Muitas mulheres anseiam e planejam cuidadosamente a gravidez. Elas nutrem grande expectativa por esse momento, cuidando de todos os detalhes. Nesses cuidados, estão incluídas as consultas regulares com médicos obstetras e enfermeiras, para decidirem juntos a melhor opção para a hora de dar a luz. Agora imagine ter toda esse zelo e, ainda assim, ver esse sonho se transformar em um verdadeiro pesadelo.
O que deveria ser um episódio de acolhimento e ternura e livre de transtornos e traumas pode se tornar uma sucessão de medos, dores e violências com uma intervenção médica inadequada e irresponsável.

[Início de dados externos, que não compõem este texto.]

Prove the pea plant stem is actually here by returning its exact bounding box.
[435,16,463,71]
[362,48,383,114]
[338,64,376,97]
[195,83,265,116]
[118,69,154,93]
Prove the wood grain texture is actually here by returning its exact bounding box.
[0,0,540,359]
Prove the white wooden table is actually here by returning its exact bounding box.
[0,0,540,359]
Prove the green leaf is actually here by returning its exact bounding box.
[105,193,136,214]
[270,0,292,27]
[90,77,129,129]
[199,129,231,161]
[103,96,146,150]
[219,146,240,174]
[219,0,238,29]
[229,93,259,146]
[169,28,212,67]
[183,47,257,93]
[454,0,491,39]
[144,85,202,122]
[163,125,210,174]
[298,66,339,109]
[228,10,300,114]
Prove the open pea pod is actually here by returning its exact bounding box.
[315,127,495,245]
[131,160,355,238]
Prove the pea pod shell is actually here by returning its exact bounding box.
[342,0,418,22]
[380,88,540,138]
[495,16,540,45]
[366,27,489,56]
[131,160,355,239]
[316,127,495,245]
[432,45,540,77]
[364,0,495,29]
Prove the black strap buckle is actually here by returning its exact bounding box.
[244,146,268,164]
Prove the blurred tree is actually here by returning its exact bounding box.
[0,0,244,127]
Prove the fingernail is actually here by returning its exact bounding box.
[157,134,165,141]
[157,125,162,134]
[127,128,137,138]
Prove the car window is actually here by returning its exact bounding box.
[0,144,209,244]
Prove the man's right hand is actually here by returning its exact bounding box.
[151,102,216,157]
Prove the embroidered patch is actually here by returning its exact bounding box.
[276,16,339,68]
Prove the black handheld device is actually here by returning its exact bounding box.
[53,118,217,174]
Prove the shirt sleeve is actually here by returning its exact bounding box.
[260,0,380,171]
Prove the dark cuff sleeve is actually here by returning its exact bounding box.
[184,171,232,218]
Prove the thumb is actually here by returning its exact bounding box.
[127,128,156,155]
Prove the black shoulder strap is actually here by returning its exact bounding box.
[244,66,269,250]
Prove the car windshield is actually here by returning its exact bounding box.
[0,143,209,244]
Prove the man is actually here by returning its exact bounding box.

É certo que o momento do parto gera muitas inseguranças para as mulheres, principalmente, para as mães “de primeira viagem”, devido ao desconhecimento sobre como será a experiência e pelas as preocupações com a saúde do bebê e dela própria e pela vulnerabilidade diante da equipe responsável por esse parto. Se feita de forma desumanizada, que desconsidere a mãe, a intervenção médica, em muitos casos, é traumatizante e traz problemas tanto para a genitora quanto para a criança.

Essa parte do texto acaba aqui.